Alexander Mercier, a third-year political science major who minors in Afro American studies, was one of the students who participated in Stokes’ video. He says that he did not expect the media backlash that resulted from the clip going viral, but feels that due to the widespread publicity that it received, “We are finally able to make a difference.” One result was that the students have since met with university administrators, including Vice Chancellor of Student Affairs Janina Montero and Associate Vice Chancellor of Enrollment Management Youlanda Copeland-Morgan, to voice their concerns.
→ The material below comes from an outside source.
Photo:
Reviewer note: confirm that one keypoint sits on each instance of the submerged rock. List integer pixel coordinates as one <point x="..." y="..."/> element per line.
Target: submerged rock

“I never expected it to go worldwide and that we’d get all the media attention we’ve had, it’s truly humbling,” says Mercier. “Although the video has gotten a lot of negative response, we’ve also gotten a positive response from those that matter. Being able to have one-on-one meetings with administrators is monumental for us because these are people that really care about the issue of diversity and are willing to put in the hours to see change. On a more basic level, even their willingness to meet with us says a lot, and has been greatly appreciated.”
Stokes says that BMI has created an official proposal for potential donors who may be able to revive programs for Black students at UCLA.
“We do have various programs that focus on access, retention, outreach and pipeline at UCLA already, but lack of funding has held us back from any dramatic improvements,” he says. “I have met with a few donors that have shown interest in helping out, but at the end of the day it all comes down to who can write a check and truly invest in this movement along with us. We hope to work with administrators again to help us out as well.”
Mercier says that BMI’s short term goals are to meet with UCLA administrators to further discuss programs and ideas, such as new outreach programs to get Black youth interested in college, and initiatives for researchers from BMI to visit high schools and assist students with their college applications, as well as workshops for college applicants, to be held at UCLA. He also says that the creation of a Black Resource Center with access to information about scholarships, internships, and jobs, as well as a gathering place, and the development of a Black Womens’ Institute are part of BMI’s vision for the future.
“Being a part of BMI has really opened my eyes and given a name to the things I experience,” says Mercier, who enrolled in the Blacklimated course in his freshman year. “It has ultimately encouraged me learn more about the systems that influence us on a daily basis. I hope that people become more educated on the world around them, but more importantly, see how every child is worthy and deserves an education.”
This month, the University of California’s Office of the President released data on increases in diverse populations among applicants for Fall 2014. Of 86,472 freshman applicants to UCLA, 4,640 are Black, representing a 5.8 percent increase over 2013 applicants. Other data shows that 42 percent of UCLA’s freshman applicants would be first-generation college students and 37 percent come from low-income families. The academic quality of the applicants is measured by high school grade-point average, admissions test scores and the number of academic courses completed, and according to university officials, remains high.
Above: UCLA junior Sy Stokes (in foreground) created the “Black Bruin” video with the help of classmates in the Black Male Institute and the “Blacklimated” course at UCLA’s Graduate School of Education & Information Studies.
L-R: Davontae Foxx-Drew, Mike Bailey Jr., EZMoney Harper, Amir Ali, CJ Okoye, Oz Azubuike, Donte Miller, Alexander Mercier, Mike Wamungu, Aaron Willis. Not pictured: Will Edem.